On Tue, 13 Aug 2019 14:43:11 -0400 Michael Orlitzky wrote:

>On 8/13/19 2:30 PM, Lars Wendler wrote:
>> 
>> If we leave ACCT_USER_HOME empty HOME will be set to
>> /dev/null for apache user. I don't know if this is what we want.
>I'm not 100% sure either, but it's pretty likely that if an unwritable
>root-owned home directory would work, then so would /dev/null.
>
>(It works fine on our web servers, but nothing is actually running as
>"apache" on them.)
>

I'm not really sure what the impact might be. I have only one single
apache installation and that is a productive one. I do not want to mess
with that installation.

Lars

-- 
Lars Wendler
Gentoo package maintainer
GPG: 21CC CF02 4586 0A07 ED93  9F68 498F E765 960E 9B39

[-- Attachment #2: Digitale Signatur von OpenPGP --]
[-- Type: application/pgp-signature, Size: 833 bytes --]

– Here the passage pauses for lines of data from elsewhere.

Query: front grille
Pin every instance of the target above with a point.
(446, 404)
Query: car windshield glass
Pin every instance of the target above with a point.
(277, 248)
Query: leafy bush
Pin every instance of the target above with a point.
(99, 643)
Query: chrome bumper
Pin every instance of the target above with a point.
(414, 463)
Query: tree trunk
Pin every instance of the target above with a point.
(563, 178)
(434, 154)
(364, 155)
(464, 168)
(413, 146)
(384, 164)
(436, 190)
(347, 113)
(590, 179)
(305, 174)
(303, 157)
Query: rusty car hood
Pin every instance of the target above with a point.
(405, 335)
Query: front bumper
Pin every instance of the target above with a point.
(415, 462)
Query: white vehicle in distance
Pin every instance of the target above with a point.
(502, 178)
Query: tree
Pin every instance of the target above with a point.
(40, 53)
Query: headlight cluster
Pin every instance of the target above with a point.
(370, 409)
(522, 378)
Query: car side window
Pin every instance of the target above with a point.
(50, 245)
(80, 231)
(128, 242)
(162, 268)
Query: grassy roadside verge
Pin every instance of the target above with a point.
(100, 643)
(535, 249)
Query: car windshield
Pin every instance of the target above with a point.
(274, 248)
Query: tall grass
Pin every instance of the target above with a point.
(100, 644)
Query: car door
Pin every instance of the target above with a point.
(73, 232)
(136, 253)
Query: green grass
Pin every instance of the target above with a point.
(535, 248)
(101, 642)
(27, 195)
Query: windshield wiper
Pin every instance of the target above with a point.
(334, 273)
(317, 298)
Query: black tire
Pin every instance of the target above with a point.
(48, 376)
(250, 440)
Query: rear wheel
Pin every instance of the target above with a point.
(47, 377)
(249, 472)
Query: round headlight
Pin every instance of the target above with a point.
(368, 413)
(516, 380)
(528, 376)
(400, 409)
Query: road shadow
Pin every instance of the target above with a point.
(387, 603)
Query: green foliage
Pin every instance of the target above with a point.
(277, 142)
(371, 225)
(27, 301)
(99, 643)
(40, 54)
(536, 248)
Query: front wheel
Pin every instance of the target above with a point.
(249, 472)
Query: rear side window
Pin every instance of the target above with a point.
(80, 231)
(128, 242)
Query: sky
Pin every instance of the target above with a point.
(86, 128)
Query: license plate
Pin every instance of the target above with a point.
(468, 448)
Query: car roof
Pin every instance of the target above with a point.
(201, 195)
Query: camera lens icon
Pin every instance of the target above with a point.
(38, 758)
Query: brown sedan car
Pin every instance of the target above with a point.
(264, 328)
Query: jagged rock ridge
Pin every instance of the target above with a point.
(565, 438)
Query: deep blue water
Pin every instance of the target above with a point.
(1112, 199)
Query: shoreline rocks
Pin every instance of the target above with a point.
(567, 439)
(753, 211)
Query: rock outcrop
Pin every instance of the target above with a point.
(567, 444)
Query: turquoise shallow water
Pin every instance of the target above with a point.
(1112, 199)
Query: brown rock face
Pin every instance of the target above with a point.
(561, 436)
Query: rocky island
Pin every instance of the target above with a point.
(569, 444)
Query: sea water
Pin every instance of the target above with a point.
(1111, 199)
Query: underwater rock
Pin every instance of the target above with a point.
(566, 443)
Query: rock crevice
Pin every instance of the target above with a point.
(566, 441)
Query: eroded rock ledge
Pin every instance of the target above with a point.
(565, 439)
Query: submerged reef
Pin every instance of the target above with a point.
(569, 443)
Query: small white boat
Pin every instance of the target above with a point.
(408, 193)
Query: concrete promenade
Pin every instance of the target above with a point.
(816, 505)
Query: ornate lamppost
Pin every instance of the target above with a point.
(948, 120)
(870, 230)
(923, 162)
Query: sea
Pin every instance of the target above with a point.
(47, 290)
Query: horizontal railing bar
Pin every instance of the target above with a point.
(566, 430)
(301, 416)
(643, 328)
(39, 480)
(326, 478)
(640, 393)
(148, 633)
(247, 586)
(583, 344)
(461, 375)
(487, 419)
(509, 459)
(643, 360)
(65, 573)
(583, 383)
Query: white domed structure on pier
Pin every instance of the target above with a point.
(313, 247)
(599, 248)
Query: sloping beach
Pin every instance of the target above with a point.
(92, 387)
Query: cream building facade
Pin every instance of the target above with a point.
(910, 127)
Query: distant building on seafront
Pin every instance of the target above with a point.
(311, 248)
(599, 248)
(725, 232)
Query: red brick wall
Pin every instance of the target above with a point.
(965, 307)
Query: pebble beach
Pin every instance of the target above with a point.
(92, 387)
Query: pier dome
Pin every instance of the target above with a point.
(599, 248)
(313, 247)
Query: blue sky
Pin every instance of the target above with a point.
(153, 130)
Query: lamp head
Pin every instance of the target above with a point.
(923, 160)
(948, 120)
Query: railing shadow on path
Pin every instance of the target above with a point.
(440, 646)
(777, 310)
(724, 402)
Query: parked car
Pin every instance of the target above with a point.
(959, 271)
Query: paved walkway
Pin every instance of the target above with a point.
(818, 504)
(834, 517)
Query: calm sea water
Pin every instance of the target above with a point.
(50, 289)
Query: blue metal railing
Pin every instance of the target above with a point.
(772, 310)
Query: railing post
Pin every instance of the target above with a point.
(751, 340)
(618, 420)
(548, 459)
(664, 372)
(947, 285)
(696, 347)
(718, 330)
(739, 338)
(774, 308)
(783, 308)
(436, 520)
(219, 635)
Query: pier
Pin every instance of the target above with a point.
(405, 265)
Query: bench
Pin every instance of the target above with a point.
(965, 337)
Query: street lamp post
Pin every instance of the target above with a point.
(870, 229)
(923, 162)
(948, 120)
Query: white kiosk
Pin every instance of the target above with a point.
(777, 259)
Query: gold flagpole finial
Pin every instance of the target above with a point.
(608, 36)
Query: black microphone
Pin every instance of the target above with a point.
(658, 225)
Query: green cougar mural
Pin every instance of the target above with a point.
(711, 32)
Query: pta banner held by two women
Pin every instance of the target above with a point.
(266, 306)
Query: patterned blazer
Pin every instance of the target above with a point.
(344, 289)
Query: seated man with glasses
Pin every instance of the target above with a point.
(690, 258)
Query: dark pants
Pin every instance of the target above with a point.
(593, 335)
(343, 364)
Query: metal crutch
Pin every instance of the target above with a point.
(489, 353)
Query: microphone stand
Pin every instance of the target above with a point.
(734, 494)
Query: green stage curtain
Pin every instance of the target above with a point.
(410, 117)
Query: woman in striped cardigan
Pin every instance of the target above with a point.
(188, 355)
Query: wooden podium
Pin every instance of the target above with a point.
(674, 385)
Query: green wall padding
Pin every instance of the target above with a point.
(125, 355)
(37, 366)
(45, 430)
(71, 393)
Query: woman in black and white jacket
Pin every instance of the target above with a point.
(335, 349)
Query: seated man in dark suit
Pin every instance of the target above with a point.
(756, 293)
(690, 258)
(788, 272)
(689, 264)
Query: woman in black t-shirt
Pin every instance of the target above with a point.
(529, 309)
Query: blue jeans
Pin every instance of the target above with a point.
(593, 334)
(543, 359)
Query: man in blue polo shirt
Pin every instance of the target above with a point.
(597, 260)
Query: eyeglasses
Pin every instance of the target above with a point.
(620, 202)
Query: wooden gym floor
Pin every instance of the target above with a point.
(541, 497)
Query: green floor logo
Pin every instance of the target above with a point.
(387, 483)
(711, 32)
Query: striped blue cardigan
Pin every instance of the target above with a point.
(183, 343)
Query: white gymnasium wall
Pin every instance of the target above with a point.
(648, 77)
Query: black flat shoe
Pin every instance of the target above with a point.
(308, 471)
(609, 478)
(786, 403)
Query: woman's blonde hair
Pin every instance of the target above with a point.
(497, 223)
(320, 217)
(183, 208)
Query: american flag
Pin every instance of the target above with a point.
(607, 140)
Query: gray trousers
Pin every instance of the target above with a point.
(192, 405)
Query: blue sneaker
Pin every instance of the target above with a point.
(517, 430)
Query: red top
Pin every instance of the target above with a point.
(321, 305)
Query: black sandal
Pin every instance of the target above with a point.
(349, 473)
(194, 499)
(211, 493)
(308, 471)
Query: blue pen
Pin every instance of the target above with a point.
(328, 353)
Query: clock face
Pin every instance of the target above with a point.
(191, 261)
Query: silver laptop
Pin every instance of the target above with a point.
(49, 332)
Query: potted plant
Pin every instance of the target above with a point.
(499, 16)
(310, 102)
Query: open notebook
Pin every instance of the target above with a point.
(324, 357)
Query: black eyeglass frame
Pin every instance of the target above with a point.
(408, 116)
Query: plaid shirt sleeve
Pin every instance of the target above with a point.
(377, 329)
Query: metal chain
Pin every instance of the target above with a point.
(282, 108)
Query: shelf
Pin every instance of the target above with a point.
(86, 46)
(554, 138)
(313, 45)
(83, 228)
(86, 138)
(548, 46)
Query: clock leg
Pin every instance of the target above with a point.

Re: [gentoo-dev] RFC: UID/GID assignment for apache (81)

[Michael Orlitzky]

On 8/13/19 3:15 PM, Lars Wendler wrote:
> 
> I'm not really sure what the impact might be. I have only one single
> apache installation and that is a productive one. I do not want to mess
> with that installation.
> 

I'm not trying to hassle you, but now's the time to get it right. The
old enewuser method would leave an existing directory alone, but (to
support homedir/permission fixes in new revisions) acct-user.eclass will
modify the ownership and permissions of an existing directory. As a
result, it's especially important that we not choose a sensitive homedir
and enforce permissions/ownership that we might not really need.